Evidentemente, está-se a ver, tinha de ser, Nicolau de Lacrau Ruminhau descendia de uma extensa linhagem de Lacraus e Ruminhaus, todos cheios de louvores, títulos e regalias obtidos por enormes favores feitos ao Rei e, mais tarde, ao Estado. Nicolau de Lacrau Ruminhau tinha então um longo manto de medalhas que, modestamente, resumia a Nicolau de Lacrau Ruminhau. Sim, ele era de nome completo Sua Excelência Reverendíssima Altíssima e Sereníssima Dom Nicolau Maria de Lacrau Oliveira e Sousa Ruminhau, Duque de Novarroque, Marquês de Angelísse e Conde de Xicarrite. Era também Barão de um sítio qualquer cujo o nome, na sua enorme velhice, não se lembrava.
Esse era o grande problema. Nicolau de Lacrau Ruminhau... estava velho. A idade tinha passado e Nicolau de Lacrau Ruminhau não se tinha dado conta. Nas inúmeras aventuras que tinha sido a sua vida tinha-se esquecido que, um dia, iria envelhecer. Agora que lá tinha chegado, não sabia muito bem o que fazer. Tinha imensas terras, palácios, amigos, familiares, criados e tudo o que se poderia desejar. Bastava um clique dos dedos e, imediatamente, o seu desejo se tornava numa duradoura e dourada realidade. No entanto, o que fazer...? Havia um enorme tédio que o invadia lentamente. Tinha pensado em escrever as suas memórias, mas isso apenas lhe deixaria saudades. Tinha pensado em viver novas aventuras, mas, na sua velhice, isso apenas o deixaria frustrado por já não poder saltar de árvore em árvore agarrado a uma liana... Havia coisas que a idade simplesmente não permitia.
Nicolau de Lacrau Ruminhau na mais alta torre do seu altíssimo palácio pensava... pensou... tornou a pensar ainda mais no que poderia fazer com a sua provecta idade e pensou novamente. Pensou ainda mais. A sua cabeça doía de tanto pensar durante dez longos anos. Pensou, pensava, remoeu os pensamentos. Tudo tinha, tudo podia e nenhuma ideia lhe aflorava no pensamento.
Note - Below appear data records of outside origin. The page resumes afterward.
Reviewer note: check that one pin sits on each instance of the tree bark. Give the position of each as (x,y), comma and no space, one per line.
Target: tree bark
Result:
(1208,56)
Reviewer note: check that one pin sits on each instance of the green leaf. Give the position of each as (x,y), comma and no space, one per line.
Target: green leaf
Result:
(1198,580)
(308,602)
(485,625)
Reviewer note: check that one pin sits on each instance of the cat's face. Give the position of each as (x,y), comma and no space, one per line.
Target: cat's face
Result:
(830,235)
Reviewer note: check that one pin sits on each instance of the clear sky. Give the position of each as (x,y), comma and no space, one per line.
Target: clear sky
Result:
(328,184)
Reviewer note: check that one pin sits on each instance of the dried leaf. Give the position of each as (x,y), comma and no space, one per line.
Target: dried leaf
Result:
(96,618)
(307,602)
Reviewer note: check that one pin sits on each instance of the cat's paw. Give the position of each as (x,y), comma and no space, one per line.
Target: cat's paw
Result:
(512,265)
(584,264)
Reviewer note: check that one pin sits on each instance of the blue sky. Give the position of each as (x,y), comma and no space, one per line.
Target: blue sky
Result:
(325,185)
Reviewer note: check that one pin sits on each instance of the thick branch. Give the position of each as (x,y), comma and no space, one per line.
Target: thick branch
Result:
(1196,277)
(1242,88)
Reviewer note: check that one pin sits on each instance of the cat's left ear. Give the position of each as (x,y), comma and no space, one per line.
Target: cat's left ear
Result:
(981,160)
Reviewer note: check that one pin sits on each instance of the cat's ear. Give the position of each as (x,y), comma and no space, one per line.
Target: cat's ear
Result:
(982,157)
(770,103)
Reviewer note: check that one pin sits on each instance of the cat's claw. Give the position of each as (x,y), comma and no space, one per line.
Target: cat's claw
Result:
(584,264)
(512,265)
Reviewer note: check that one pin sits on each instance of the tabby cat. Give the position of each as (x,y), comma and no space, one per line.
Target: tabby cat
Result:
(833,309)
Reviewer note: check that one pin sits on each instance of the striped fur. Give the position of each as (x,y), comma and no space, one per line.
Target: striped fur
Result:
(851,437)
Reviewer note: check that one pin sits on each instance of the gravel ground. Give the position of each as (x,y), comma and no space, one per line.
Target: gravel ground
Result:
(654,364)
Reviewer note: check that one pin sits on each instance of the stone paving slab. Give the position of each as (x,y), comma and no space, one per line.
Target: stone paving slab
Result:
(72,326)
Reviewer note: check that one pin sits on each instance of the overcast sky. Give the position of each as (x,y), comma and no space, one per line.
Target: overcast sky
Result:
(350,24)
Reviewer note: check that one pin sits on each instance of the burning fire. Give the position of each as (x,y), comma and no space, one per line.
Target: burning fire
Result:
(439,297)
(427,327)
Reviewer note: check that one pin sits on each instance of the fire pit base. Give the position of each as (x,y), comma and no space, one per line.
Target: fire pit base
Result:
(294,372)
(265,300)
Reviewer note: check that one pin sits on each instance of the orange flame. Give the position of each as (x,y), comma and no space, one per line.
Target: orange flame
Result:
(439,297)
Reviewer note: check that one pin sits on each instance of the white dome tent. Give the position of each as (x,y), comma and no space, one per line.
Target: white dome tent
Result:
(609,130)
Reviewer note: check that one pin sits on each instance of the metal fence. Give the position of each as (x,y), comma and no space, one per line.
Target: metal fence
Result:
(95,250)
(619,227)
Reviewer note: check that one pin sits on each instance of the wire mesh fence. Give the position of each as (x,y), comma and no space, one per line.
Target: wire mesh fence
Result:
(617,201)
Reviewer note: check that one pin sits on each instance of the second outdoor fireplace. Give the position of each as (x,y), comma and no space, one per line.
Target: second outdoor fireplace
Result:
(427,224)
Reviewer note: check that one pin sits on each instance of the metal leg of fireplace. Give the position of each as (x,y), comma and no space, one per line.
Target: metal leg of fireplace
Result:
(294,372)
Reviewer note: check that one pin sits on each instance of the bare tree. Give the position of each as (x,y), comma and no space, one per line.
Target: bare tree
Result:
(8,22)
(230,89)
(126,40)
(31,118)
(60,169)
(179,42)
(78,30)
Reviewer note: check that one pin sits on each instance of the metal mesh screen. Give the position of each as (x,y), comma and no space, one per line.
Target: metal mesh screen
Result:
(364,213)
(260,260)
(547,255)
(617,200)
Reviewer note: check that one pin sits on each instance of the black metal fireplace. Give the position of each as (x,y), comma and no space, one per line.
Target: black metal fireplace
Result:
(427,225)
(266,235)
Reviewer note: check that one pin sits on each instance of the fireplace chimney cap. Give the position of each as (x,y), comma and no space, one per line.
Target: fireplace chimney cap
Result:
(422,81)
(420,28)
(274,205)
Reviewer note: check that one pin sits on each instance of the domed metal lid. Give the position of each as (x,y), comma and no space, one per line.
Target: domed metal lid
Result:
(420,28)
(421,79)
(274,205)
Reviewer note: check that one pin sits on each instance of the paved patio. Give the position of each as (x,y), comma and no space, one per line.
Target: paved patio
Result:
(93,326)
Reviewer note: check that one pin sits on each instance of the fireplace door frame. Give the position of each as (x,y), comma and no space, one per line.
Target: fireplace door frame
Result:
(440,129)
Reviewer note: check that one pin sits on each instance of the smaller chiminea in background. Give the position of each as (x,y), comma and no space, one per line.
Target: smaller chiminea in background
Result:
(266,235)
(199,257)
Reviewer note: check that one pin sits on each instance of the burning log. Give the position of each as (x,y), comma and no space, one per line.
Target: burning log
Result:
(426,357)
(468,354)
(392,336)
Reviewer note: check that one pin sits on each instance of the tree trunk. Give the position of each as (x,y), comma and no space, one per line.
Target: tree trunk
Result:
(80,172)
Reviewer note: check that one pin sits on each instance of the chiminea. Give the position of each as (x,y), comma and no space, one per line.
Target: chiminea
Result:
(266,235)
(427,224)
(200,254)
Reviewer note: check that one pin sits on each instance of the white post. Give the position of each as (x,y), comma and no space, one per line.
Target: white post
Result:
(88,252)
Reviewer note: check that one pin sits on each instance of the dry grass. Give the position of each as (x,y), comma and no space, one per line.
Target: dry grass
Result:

Nisto, olhando da mais alta torre do mais elevado palácio, reparou numa aldeia de onde se projectava uma enorme coluna de fumo. Chamou de imediato os seus mais letrados conselheiros. "Que fumo era aquele? Que fogueira estava por baixo daquele fumo?".
Partiram precipitadamente cavaleiros e cavalheiros procurando os caminhos certos para a aldeia de Cansite. Quando lá chegaram viram um enorme baile com centenas de pessoas cantando e dançando ao som de uma enorme sanfona. Reportaram a Nicolau de Lacrau Ruminhau. Este, de imediato, ordenou que os seus criados fizessem uma cópia desta festa no sopé da sua torre. Ele queria ver de perto aquilo que nem de luneta conseguia vislumbrar.
Nada feito. Por mais que tentassem imitar, os cavaleiros e cavalheiros nunca conseguiram afirmar que era igual à genuína festa da aldeia de Cansite. A sanfona era igualmente majestosa, os moços e moçoilas contratados estavam empenhados e sabiam a música e os passos da dança, mas não era a mesma coisa. Os cavaleiros e cavalheiros não estavam contentes. Replicaram a aldeia, casa por casa e até as achas da fogueira trouxeram ainda em brasa. Mas ainda não estava certo. Algo não funcionava...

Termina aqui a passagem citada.